L’ermite russe
(Saint Silouane, † à 72 ans )
Silouane (1866-1938) est né à Chovsk près de Tambov au sud-est de Moscou (Russie). A 4 ans, il entend quelqu’un dire à son père que Dieu n’existe pas. Alors il se dit : « Quand je serai grand, j’irai chercher Dieu par toute la terre. »
Jeune paysan, n’ayant été à l’école que pendant deux hivers, il va travailler à 15 ans comme charpentier dans une équipe de construction. Là, il entend le témoignage d’une cuisinière qui a été en pèlerinage sur la tombe d’un saint local où se produisent des miracles. « S’il est saint, se dit-il, c’est que Dieu est avec nous, et je n’ai pas besoin de parcourir toute la terre pour le trouver. » Saisi d’un tel amour pour Dieu, il y pense sans cesse et prie intensément. Il éprouve un attrait très vif pour la vie monastique. Son père lui conseille d’attendre d’avoir fait son service militaire. Alors, il fait la fête et profite de la vie avec les égarements d’une vie débridée.

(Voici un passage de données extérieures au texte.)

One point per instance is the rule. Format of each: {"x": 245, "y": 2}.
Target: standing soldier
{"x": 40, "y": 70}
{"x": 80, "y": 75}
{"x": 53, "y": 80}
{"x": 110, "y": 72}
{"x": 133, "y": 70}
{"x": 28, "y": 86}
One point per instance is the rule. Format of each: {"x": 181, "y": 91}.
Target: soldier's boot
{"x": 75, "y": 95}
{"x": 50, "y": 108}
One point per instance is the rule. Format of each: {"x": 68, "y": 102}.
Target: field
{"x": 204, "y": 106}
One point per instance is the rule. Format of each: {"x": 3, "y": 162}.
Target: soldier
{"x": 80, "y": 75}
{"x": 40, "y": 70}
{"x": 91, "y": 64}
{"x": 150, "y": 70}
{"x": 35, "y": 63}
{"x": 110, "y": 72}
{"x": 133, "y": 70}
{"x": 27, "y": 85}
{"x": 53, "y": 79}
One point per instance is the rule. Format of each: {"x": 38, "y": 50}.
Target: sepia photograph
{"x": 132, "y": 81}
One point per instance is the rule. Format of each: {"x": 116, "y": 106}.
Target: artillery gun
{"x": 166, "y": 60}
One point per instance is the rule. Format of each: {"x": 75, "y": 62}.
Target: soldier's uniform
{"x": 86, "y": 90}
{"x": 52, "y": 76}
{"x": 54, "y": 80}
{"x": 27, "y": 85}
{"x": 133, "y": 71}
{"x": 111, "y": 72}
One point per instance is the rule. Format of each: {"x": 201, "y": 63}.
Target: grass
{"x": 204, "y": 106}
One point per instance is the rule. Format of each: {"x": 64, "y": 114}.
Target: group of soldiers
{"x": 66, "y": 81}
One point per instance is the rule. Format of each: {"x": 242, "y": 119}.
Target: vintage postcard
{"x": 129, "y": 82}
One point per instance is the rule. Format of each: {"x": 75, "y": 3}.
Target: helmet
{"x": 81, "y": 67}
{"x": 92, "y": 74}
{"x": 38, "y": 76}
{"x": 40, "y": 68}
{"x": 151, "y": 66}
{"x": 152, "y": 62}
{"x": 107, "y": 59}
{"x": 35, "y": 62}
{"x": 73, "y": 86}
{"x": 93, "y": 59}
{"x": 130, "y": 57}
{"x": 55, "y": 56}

Un songe lui révèle le côté répugnant de sa vie. Il entend une voix d’une douceur et d’une beauté bouleversante qui lui dit ne pas aimer voir ce qu’il fait. Il est alors certain que c’est la voix de la mère de Dieu qui est venue le relever de sa chute et de sa vie de péché. Il découvre alors combien le Seigneur et la mère de Dieu ont pitié des hommes. La honte et le repentir le gagnent. Son désir de devenir moine renaît.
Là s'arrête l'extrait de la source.